As a construct, satisfaction with life is negatively linked to a range of distresses including depression, stress and suicide ideation that can grow in a context of constant fear, which many patients with food allergy experience, the researchers said.

But satisfaction with life also is positively linked to optimism, self-esteem and other indictors of a healthier life, the researchers continued.

The researchers adapted the five items in the Satisfaction with Life Scale to focus on food allergy and facilitate the measurement of the specific impact that food allergy has on satisfaction with life. The five items include:

  1. “In most ways, my life with a food allergy is close to my ideal.
  2. The conditions of my life with food allergy are excellent.
  3. I am satisfied with my life with food allergy.
  4. So far, I have all the important things I want in my life, despite my food allergy.
  5. If I could live my life over, I would change almost nothing, including my food allergy.”

Using the Prolific crowdsourcing platform, the researchers administered the Food Allergy Satisfaction with Life Scale (FASWLS), the Food Allergy Quality of Life Questionnaire (FAQLQ) and the Food Allergy Anxiety Scale (FAAS) to 201 patients (63.7% women; mean age, 37.12 years).

These patients all had a food allergy diagnosis, including 50.7% diagnosed by a general practitioner and 27.4% diagnosed by an allergist, and 73.6% reporting a severe allergic reaction. Allergens included peanut (39.3%), tree nuts (33.8%) and shellfish (18.9%).

The unidimensional structure of the FASWLS had a good model fit, the researchers said, with a comparative fit index of 0.98, a Tucker-Lewis index of 0.96 and a standardized root mean square residual of 0.027. Factorial loadings ranged from 0.6 for the fifth item on the FASWLS to 0.9 for the second item.
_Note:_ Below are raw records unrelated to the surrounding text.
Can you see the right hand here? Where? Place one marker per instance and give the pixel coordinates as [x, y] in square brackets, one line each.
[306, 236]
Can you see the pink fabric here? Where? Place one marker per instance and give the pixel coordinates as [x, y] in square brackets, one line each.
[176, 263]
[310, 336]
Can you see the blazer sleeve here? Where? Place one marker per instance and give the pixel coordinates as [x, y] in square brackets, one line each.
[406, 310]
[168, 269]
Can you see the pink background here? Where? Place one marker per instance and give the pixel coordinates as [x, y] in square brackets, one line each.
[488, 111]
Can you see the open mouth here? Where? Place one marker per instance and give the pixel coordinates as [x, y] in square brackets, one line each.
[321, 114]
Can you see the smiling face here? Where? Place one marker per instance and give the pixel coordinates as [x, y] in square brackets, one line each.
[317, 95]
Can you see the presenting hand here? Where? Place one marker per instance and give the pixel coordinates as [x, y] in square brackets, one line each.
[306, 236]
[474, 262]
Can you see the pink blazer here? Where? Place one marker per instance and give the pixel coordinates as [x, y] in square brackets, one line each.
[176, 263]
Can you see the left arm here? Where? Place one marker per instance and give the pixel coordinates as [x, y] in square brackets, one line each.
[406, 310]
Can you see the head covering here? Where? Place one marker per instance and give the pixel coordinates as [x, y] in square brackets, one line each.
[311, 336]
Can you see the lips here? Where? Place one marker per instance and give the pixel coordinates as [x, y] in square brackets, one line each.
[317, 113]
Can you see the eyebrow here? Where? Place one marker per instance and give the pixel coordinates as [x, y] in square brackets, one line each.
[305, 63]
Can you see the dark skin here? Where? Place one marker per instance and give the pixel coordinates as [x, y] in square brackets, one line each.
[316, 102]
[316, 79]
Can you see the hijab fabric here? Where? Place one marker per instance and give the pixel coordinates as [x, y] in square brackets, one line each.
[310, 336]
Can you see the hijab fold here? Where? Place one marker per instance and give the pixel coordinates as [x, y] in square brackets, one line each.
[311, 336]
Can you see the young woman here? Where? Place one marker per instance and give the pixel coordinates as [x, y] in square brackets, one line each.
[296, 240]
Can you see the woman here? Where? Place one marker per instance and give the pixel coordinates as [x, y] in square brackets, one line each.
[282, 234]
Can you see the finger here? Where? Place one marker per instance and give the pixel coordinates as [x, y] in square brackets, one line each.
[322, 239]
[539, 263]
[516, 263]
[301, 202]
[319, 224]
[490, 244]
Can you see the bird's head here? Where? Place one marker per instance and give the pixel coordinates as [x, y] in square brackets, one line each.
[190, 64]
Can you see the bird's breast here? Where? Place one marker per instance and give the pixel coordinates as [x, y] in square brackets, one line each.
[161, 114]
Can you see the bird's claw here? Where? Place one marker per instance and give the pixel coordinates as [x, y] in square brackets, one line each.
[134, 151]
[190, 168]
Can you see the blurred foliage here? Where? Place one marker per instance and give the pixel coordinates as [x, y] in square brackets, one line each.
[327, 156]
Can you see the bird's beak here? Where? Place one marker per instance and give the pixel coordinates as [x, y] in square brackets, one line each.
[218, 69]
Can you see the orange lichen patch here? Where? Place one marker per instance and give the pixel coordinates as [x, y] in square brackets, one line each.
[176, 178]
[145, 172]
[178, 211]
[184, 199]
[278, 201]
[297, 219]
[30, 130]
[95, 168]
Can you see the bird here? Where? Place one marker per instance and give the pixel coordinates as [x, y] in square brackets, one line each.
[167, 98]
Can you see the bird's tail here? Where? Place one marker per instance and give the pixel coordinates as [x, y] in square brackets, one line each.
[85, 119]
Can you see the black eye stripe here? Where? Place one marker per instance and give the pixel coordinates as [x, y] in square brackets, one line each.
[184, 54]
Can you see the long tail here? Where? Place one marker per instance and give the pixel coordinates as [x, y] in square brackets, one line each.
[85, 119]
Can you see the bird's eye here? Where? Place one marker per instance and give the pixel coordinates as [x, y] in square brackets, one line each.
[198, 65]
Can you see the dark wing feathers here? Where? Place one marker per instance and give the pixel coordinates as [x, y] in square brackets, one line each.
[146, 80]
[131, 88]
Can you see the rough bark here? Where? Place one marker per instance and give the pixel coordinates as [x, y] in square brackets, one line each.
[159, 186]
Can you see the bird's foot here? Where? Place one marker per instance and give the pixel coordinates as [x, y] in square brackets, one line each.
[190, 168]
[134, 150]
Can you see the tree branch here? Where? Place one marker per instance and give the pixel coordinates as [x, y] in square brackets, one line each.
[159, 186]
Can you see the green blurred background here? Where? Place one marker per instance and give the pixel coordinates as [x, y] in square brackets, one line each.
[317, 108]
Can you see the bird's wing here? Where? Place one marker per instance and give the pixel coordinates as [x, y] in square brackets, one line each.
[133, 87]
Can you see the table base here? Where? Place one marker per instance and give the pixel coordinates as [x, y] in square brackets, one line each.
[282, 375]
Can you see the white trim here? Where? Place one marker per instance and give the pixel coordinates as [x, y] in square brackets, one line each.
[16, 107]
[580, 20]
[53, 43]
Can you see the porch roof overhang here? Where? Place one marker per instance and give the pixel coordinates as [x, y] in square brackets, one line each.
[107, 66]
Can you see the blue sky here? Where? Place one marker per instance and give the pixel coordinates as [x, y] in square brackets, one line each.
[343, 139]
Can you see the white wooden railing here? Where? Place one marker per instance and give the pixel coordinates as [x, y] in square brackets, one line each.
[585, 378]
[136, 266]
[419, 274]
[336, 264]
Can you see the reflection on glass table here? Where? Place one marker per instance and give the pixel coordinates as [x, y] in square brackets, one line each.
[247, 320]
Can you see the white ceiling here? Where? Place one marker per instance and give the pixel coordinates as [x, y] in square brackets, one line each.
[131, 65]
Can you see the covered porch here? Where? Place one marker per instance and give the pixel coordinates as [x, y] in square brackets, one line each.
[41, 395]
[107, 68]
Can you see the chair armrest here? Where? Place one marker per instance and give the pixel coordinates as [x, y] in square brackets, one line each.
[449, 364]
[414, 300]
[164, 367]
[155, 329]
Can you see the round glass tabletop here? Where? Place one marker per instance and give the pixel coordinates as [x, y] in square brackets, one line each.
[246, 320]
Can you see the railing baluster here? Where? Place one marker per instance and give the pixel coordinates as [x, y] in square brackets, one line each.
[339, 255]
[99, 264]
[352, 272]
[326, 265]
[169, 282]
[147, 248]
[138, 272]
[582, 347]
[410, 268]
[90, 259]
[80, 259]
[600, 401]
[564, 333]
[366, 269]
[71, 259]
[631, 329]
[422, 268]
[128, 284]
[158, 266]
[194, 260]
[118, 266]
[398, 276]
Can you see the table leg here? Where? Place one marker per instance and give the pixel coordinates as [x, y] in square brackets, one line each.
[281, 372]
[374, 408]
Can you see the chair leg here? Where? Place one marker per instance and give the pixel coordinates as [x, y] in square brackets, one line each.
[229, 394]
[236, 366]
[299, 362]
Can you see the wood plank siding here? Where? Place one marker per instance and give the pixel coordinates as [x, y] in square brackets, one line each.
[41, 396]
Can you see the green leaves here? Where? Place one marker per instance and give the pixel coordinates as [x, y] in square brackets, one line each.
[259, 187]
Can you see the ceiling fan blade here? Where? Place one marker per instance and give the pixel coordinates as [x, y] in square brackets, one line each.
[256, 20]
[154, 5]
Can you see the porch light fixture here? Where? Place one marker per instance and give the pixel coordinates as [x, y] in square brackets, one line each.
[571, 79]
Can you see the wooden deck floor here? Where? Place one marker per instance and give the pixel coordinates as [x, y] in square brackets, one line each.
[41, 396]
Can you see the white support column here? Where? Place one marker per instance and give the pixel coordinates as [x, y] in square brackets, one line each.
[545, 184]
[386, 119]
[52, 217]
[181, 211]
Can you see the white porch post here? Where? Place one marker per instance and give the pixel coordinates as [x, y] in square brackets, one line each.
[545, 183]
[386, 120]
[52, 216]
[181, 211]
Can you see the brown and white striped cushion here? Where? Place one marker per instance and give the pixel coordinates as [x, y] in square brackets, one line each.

A Cronbach’s alpha score of 0.88 and a McDonald’s omega score of 0.89 indicated that the FASWLS also had good reliability, the researchers continued. Additionally, the FASWLS negatively correlated with the FAAS (r = –0.51; P < .001).
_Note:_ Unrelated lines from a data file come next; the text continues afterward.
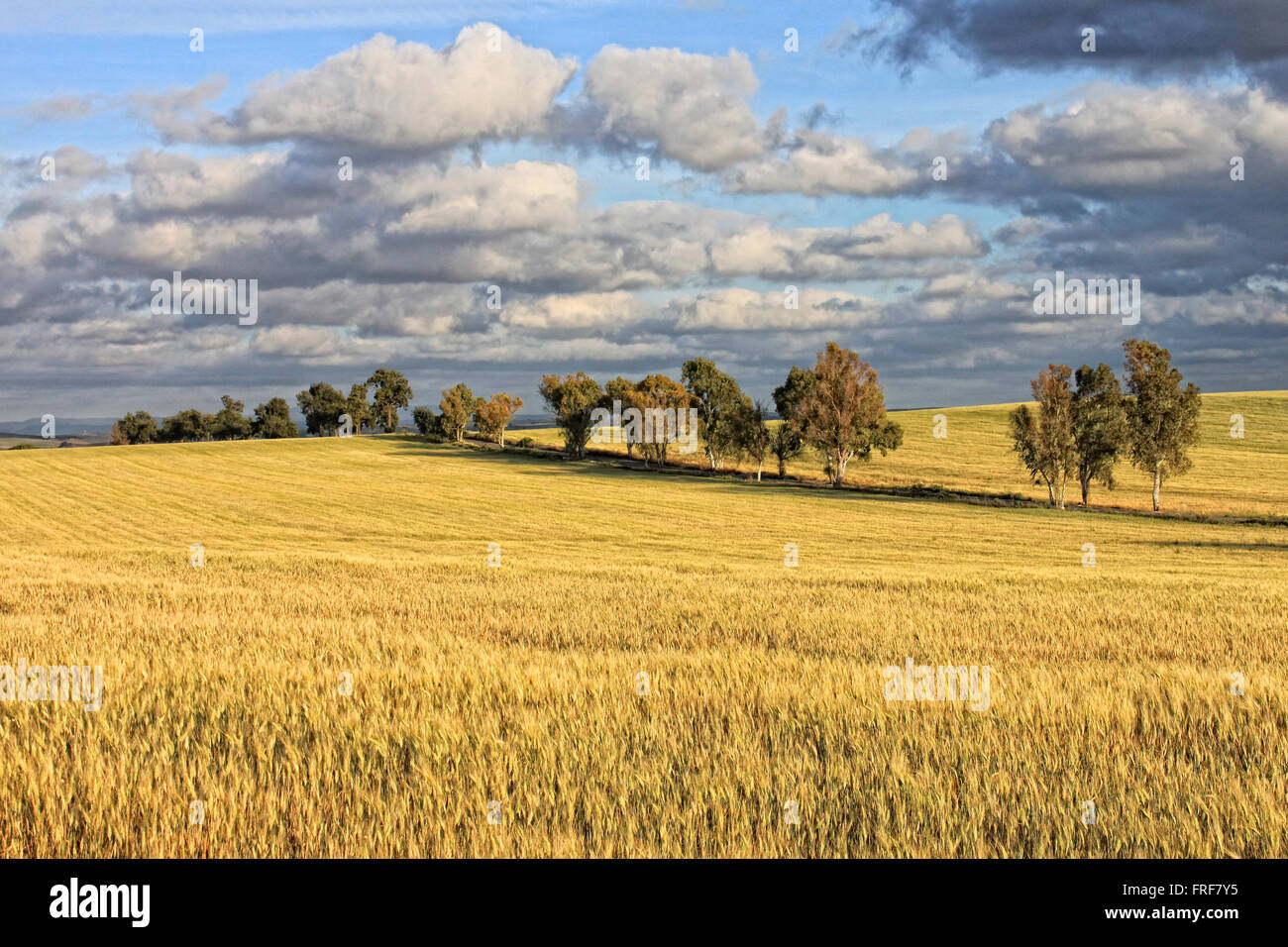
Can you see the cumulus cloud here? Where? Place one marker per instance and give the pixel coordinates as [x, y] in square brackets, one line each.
[695, 108]
[387, 94]
[739, 309]
[1125, 137]
[819, 162]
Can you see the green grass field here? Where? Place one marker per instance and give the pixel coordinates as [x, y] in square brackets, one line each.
[520, 684]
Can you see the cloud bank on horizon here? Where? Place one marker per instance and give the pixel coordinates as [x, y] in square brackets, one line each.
[909, 170]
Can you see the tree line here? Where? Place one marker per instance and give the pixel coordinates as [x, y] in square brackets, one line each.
[1081, 433]
[837, 407]
[325, 411]
[1077, 431]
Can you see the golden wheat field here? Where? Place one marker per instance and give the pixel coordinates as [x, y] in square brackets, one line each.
[501, 711]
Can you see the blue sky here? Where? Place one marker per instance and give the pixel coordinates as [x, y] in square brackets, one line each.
[1093, 189]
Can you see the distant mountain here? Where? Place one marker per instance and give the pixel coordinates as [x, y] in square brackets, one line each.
[62, 425]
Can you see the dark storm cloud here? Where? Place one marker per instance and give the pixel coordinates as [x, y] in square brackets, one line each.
[1145, 38]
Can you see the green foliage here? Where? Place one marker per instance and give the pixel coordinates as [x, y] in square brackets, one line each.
[1162, 418]
[231, 423]
[720, 403]
[1099, 427]
[321, 406]
[458, 406]
[137, 428]
[391, 392]
[841, 414]
[572, 398]
[273, 420]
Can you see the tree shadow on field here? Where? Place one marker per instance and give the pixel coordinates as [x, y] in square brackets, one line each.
[1201, 544]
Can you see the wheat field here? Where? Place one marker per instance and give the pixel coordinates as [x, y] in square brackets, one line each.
[347, 676]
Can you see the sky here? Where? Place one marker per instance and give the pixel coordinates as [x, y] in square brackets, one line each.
[618, 187]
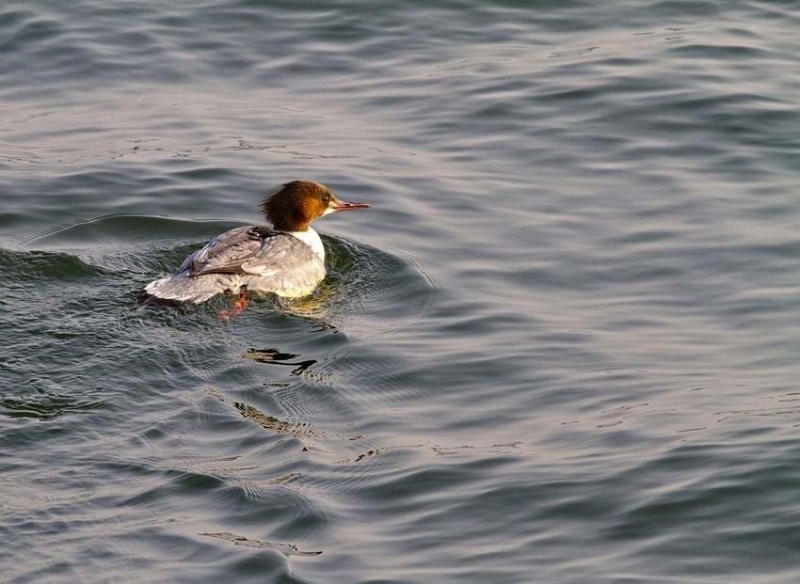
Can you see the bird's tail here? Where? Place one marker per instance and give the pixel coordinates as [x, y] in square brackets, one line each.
[185, 288]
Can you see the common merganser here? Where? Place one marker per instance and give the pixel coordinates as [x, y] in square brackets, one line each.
[287, 259]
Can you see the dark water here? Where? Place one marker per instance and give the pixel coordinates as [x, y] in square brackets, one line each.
[562, 347]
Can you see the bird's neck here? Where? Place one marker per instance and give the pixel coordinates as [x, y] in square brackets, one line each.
[312, 239]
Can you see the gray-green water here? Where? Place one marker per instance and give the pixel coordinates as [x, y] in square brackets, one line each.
[562, 347]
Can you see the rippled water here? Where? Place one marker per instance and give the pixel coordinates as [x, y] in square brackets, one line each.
[562, 346]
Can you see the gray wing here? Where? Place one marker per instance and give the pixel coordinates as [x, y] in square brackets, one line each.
[249, 251]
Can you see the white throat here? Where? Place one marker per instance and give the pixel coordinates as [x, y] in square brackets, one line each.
[311, 239]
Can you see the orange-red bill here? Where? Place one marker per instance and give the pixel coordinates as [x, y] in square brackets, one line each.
[345, 206]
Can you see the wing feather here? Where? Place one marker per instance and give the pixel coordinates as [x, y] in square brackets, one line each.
[248, 251]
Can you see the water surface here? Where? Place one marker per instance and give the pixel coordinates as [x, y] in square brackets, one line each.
[562, 346]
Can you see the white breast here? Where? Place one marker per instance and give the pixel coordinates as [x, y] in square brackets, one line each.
[311, 239]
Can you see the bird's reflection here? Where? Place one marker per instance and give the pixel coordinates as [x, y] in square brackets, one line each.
[276, 357]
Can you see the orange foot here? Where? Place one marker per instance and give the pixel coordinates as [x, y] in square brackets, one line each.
[238, 307]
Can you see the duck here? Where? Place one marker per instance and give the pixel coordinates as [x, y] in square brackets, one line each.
[286, 259]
The FASWLS positively correlated with all the factors in the FAQLQ as well, which included emotional impact (r = 0.52), health (r = 0.47), risk (r = 0.48) and social and dietary limitations (r = 0.58; P < .001 for all).

Overall, the researchers said, participants with higher scores pertaining to satisfaction with food allergy life also had lower scores for food allergy anxiety and higher scores for food allergy quality of life, validating the FASWLS as a psychometrically sound scale.

Further, the researchers said, the FASWLS can enhance research in health-related quality of life by providing a focused understanding of the link between food allergy and satisfaction with life.

For example, the researchers said, a patient could have a high food allergy health-related quality of life score because they have a low perceived risk but still have a low FASWLS score because of the presence of food allergy and the burdens it brings.

Other current questionnaires that specifically assess food allergy do not assess this subjective construct, the researchers continued. But the FASWLS provides a standardized approach for doing so for a broader and more comprehensive analysis of food allergy’s impact on the individual patient.

By resolving knowledge gaps and driving patient-centered innovations in treatment, practice and policy, the researchers concluded, the FASWLS will benefit researchers, clinicians and patients.